D’un point de vue métrologique, la valeur de la vitesse de la lumière dans le vide est aujourd’hui fixée à une valeur exacte et l’on obtient les valeurs de $\mu_0$ et $\epsilon_0$ à partir de $c$ et d’autres constantes (de Planck et de la charge de l’électron, entre autres).
Auparavant, ce n’était pas le cas : la valeur de $\mu_0$ était fixée, la valeur de $\epsilon_0$ calculée à partie de la charge de l’électron, puis seulement la vitesse de la lumière définie à partir de tout ça.
Si l’on résume, $\mu_0$ et $\epsilon_0$ quantifient la réponse de vide aux effets de perturbations magnétique et électrique respectivement. Si ces valeurs étaient nulles, la vide ne retarderait pas l’établissement et la propagation d’une charge électromagnétique. Ces valeurs de $\mu_0$ et $\epsilon_0$ n’étant pas nulles, il en résulte que la vitesse de la lumière dans le vide n’est pas infinie.
Ces deux constantes sont fondamentales, car elles expliquent la vitesse de la lumière, qui est une importante constante en physique.
Le nombre d’Euler, ℯ
Le nombre ℯ, appelé nombre d’Euler est à la base des fonctions exponentielles et logarithmes. Même si ce nombre est plutôt associé aux mathématiques, il s’agit bien d’une constante naturelle qui intervient partout en physique.
Le nombre ℯ dont la valeur est généralement arrondie 2,718, sans unité, représente la valeur de la croissance d’une population quelconque dont la croissance elle-même dépend de la taille de cette population.
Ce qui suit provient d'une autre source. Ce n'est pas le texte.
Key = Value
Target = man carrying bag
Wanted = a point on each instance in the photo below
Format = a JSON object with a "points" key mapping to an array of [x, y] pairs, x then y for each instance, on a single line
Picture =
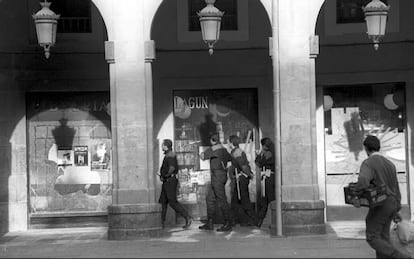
{"points": [[378, 170]]}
Par exemple, si l’on prend une population de souris, alors le nombre d’individus en plus à la fin de l’année dépend directement de la population de départ. Et le nombre d’individus en plus au bout de la seconde année va dépendre du nombre d’individus au bout de la première année. La croissance de la population à un instant $t$ dépend donc de la taille de la population à cet instant $t$. Quand on formalise mathématiquement ce genre de problème, on retrouve systématiquement la constante ℯ dans les équations.
Un autre exemple sont les intérêts bancaires, dont je vous recommande la lecture de l’explication dans mon article sur l’exponentielle.
On y remarque que si l’on effectue les calculs d’intérêts (dont le taux serait unitaire) non plus à la fin de l’année, mais plus souvent que ça (chaque mois, chaque semaine, chaque seconde…) alors la croissance de l’épargne augmentera d’un facteur qui tendra d’autant plus vers 2,718 que l’on effectuera le calcul souvent.
Si l’on effectuait le calcul de façon infiniment souvent, correspondant alors à une intégrale mathématique, alors la croissance finale serait de ℯ exactement.
Ceci est valable pour une grande diversité de phénomènes : les intérêts bancaires, mais aussi pour la propagation d’un virus au début d’une épidémie, la croissance d’une population d’êtres vivants, la vitesse d’avancement d’une réaction chimique, la décroissance radioactive, la répartition des étoiles dans une galaxie, la décharge ou la charge d’un condensateur électrique, la vitesse d’établissement du courant dans une bobine d’inductance, la probabilité de présence d’une particule, etc.
Ce nombre, ℯ, caractéristique fondamentale de la nature, apparaît dans un très grand nombre d’équations de physique, au même titre que les autres, et je l’ajoute donc ici.